Narrateur : Aujourd’hui, moins de 1 % des vêtements usagés sont recyclés en nouveaux vêtements.

Edwin : Il est clair pour nous que nous n’avons pas beaucoup de temps. Nous courons le risque de faire trop peu et trop tard.

Narrateur : Les experts disent que le recyclage ne pourra jamais résoudre le problème des déchets textiles.

Liz : Les marques ont convaincu les citoyens que nous avons un problème de déchets car nous n’avons pas de technologie de recyclage. Le problème ne vient pas de là.
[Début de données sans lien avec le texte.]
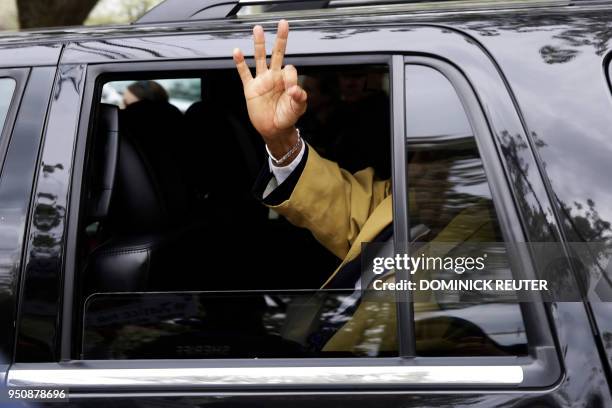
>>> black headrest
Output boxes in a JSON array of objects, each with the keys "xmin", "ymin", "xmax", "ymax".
[
  {"xmin": 111, "ymin": 101, "xmax": 187, "ymax": 233},
  {"xmin": 88, "ymin": 103, "xmax": 119, "ymax": 219}
]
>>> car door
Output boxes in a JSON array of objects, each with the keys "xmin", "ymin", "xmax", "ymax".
[
  {"xmin": 7, "ymin": 19, "xmax": 609, "ymax": 407},
  {"xmin": 0, "ymin": 46, "xmax": 59, "ymax": 399}
]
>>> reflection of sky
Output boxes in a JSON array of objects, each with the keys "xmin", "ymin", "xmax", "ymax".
[{"xmin": 462, "ymin": 19, "xmax": 612, "ymax": 233}]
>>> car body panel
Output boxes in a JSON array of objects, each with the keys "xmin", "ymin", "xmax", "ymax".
[{"xmin": 4, "ymin": 2, "xmax": 612, "ymax": 407}]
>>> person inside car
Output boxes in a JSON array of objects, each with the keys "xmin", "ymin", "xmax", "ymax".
[{"xmin": 233, "ymin": 20, "xmax": 506, "ymax": 351}]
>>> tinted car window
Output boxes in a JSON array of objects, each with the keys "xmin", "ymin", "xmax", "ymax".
[
  {"xmin": 0, "ymin": 78, "xmax": 15, "ymax": 130},
  {"xmin": 406, "ymin": 65, "xmax": 527, "ymax": 356},
  {"xmin": 75, "ymin": 65, "xmax": 397, "ymax": 359}
]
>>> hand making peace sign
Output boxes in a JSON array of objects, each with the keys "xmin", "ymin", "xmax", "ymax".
[{"xmin": 233, "ymin": 20, "xmax": 307, "ymax": 163}]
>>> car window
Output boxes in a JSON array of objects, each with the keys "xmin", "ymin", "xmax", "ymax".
[
  {"xmin": 405, "ymin": 65, "xmax": 527, "ymax": 356},
  {"xmin": 101, "ymin": 78, "xmax": 202, "ymax": 112},
  {"xmin": 79, "ymin": 64, "xmax": 398, "ymax": 359},
  {"xmin": 0, "ymin": 78, "xmax": 16, "ymax": 130}
]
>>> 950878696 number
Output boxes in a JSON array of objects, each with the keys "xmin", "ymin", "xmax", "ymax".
[{"xmin": 5, "ymin": 388, "xmax": 68, "ymax": 401}]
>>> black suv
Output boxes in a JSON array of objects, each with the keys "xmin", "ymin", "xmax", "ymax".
[{"xmin": 0, "ymin": 0, "xmax": 612, "ymax": 407}]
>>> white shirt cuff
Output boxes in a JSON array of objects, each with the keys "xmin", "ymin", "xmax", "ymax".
[{"xmin": 268, "ymin": 142, "xmax": 306, "ymax": 185}]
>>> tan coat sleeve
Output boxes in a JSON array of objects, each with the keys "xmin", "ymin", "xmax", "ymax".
[{"xmin": 270, "ymin": 147, "xmax": 391, "ymax": 259}]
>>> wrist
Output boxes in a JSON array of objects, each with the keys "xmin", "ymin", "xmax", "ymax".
[{"xmin": 266, "ymin": 128, "xmax": 304, "ymax": 167}]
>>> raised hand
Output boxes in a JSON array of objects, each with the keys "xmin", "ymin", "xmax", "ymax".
[{"xmin": 233, "ymin": 20, "xmax": 307, "ymax": 163}]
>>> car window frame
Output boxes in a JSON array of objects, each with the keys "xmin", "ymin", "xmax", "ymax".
[
  {"xmin": 0, "ymin": 67, "xmax": 31, "ymax": 372},
  {"xmin": 0, "ymin": 68, "xmax": 30, "ymax": 172},
  {"xmin": 9, "ymin": 48, "xmax": 560, "ymax": 392}
]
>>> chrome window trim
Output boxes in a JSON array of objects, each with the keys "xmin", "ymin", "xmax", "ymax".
[{"xmin": 6, "ymin": 363, "xmax": 524, "ymax": 390}]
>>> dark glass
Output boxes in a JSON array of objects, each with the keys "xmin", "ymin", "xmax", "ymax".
[
  {"xmin": 0, "ymin": 78, "xmax": 16, "ymax": 131},
  {"xmin": 406, "ymin": 65, "xmax": 527, "ymax": 356},
  {"xmin": 82, "ymin": 291, "xmax": 397, "ymax": 359}
]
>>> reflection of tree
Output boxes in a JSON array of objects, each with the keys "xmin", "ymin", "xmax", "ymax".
[
  {"xmin": 464, "ymin": 13, "xmax": 612, "ymax": 64},
  {"xmin": 501, "ymin": 132, "xmax": 612, "ymax": 242}
]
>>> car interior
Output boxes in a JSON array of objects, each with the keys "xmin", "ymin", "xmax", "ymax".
[{"xmin": 75, "ymin": 65, "xmax": 525, "ymax": 359}]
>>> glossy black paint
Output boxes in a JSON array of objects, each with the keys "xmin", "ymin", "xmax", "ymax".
[
  {"xmin": 7, "ymin": 1, "xmax": 612, "ymax": 407},
  {"xmin": 0, "ymin": 67, "xmax": 55, "ymax": 371},
  {"xmin": 15, "ymin": 65, "xmax": 85, "ymax": 361},
  {"xmin": 0, "ymin": 41, "xmax": 62, "ymax": 67},
  {"xmin": 450, "ymin": 5, "xmax": 612, "ymax": 396}
]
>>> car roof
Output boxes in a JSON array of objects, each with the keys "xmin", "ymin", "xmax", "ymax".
[{"xmin": 0, "ymin": 0, "xmax": 612, "ymax": 48}]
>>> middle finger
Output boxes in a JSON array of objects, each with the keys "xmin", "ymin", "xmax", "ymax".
[{"xmin": 253, "ymin": 25, "xmax": 268, "ymax": 75}]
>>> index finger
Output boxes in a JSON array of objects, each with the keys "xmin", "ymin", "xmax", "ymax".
[
  {"xmin": 270, "ymin": 20, "xmax": 289, "ymax": 70},
  {"xmin": 233, "ymin": 48, "xmax": 253, "ymax": 86}
]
Il ne pourra être résolu que si nous nous attaquons à la croissance et si les entreprises cessent de surproduire.

Narrateur : H&M n’a pas l’intention de réduire la production de nouveaux vêtements.

On est une entreprise de croissance. Notre ambition est de faire en sorte que cette croissance soit significative.

Narrateur : Et les consommateurs peuvent faire leur part en achetant moins et en conservant plus longtemps leurs vêtements actuels.

Liz : Nous recommandons toujours aux gens de ne pas acheter de nouveaux vêtements pendant un an.

Narrateur : Même le PDG de HKRITA reconnaît que le recyclage seul ne peut pas résoudre le problème. Les entreprises qui fabriquent les vêtements devront changer leur façon de travailler. Et c’est ce qui l’empêche de dormir.

Edwin : Mon cauchemar, mon scénario catastrophe dans l’industrie, c’est que nous sommes satisfaits. Nous nous contentons d’objectifs très modestes, mais cela n’apporte rien à personne. Et nous serons alors accusés de greenwashing, et dans l’ensemble, ce sera vrai.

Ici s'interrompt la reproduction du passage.